Port of San Diego recovering from ransomware attack

The Port of San Diego reported Thursday that it is recovering from a ransomware attack that has affected its internal computer systems and some public-facing functions.

Officials are not disclosing the variety of ransomware responsible for the attack or the amount requested by the hackers responsible. Tanya Castaneda, a port spokeswoman, has confirmed that the ransom demand was denominated in bitcoin and that the port is working with the FBI, Department of Homeland Security and the U.S. Coast Guard — along with local and state law enforcement — to investigate the attack.
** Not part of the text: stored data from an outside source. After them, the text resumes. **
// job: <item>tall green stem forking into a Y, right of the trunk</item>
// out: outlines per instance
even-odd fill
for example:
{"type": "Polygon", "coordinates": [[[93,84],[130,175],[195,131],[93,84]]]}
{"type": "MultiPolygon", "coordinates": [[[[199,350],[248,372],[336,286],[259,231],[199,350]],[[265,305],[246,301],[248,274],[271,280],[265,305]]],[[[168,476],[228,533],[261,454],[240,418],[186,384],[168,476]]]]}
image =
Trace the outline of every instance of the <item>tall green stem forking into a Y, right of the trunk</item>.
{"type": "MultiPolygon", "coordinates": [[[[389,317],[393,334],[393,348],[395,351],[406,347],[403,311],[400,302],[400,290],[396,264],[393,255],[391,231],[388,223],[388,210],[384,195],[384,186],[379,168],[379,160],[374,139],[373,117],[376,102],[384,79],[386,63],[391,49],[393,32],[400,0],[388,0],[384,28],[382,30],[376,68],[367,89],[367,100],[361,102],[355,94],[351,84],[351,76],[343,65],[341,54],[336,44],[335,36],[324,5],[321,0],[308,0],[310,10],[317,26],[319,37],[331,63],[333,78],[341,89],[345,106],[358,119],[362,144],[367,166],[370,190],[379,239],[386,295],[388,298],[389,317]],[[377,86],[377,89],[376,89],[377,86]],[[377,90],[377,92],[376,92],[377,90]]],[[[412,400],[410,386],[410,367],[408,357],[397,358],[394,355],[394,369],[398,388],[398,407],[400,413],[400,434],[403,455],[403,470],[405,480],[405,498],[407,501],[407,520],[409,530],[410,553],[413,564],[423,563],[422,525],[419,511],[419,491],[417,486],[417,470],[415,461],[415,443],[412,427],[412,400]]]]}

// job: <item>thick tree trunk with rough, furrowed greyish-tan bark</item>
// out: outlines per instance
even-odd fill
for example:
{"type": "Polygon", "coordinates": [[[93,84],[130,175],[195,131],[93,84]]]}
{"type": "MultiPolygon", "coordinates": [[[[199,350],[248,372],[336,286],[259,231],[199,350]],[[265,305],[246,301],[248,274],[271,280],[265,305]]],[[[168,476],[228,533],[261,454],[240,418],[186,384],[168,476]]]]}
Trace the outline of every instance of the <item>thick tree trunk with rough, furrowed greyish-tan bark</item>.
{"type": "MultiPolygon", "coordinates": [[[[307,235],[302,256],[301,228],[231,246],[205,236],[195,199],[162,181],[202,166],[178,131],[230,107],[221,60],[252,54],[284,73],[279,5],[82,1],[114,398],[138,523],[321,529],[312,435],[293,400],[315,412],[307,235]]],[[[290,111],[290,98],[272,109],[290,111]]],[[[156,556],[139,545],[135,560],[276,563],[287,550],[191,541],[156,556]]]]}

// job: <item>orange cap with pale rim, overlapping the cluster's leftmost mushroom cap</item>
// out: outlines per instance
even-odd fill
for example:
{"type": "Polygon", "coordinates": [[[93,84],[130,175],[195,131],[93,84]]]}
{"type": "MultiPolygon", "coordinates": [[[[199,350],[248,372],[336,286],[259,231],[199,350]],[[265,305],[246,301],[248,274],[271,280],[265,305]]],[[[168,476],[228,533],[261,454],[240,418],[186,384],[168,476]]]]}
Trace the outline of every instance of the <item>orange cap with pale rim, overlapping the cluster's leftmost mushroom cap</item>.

The ransomware has not affected the port’s shipping functions or other maritime services, Castaneda said, though some public services have been knocked offline. Currently, the port authority cannot process public-records requests or applications for permits to use the 22 parks it operates throughout San Diego County. Some other business services are offline as well.

“The Port remains open, public safety operations are ongoing, and ships and boats continue to access the Bay without impacts from the cybersecurity incident,” Randa Coniglio, the port’s chief executive, said in a press release. “While some of the Port’s information technology systems were compromised by the attack, Port staff also proactively shut down other systems out of an abundance of caution.”

The Port of San Diego is one of the top 30 water shipping facilities in the country, according to the U.S. Transportation Department. It handled about 2.8 million metric tons of cargo and more than 90 cruise ships in 2017, and is one of the main ports of entry for foreign motor vehicles entering the United States, processing nearly 10 percent of all foreign cars.

It’s also the second major port in the last two weeks to suffer a ransomware attack. The Port of Barcelona, Spain, reported Sept. 20 that it, too, had some of its computer systems locked down by ransomware.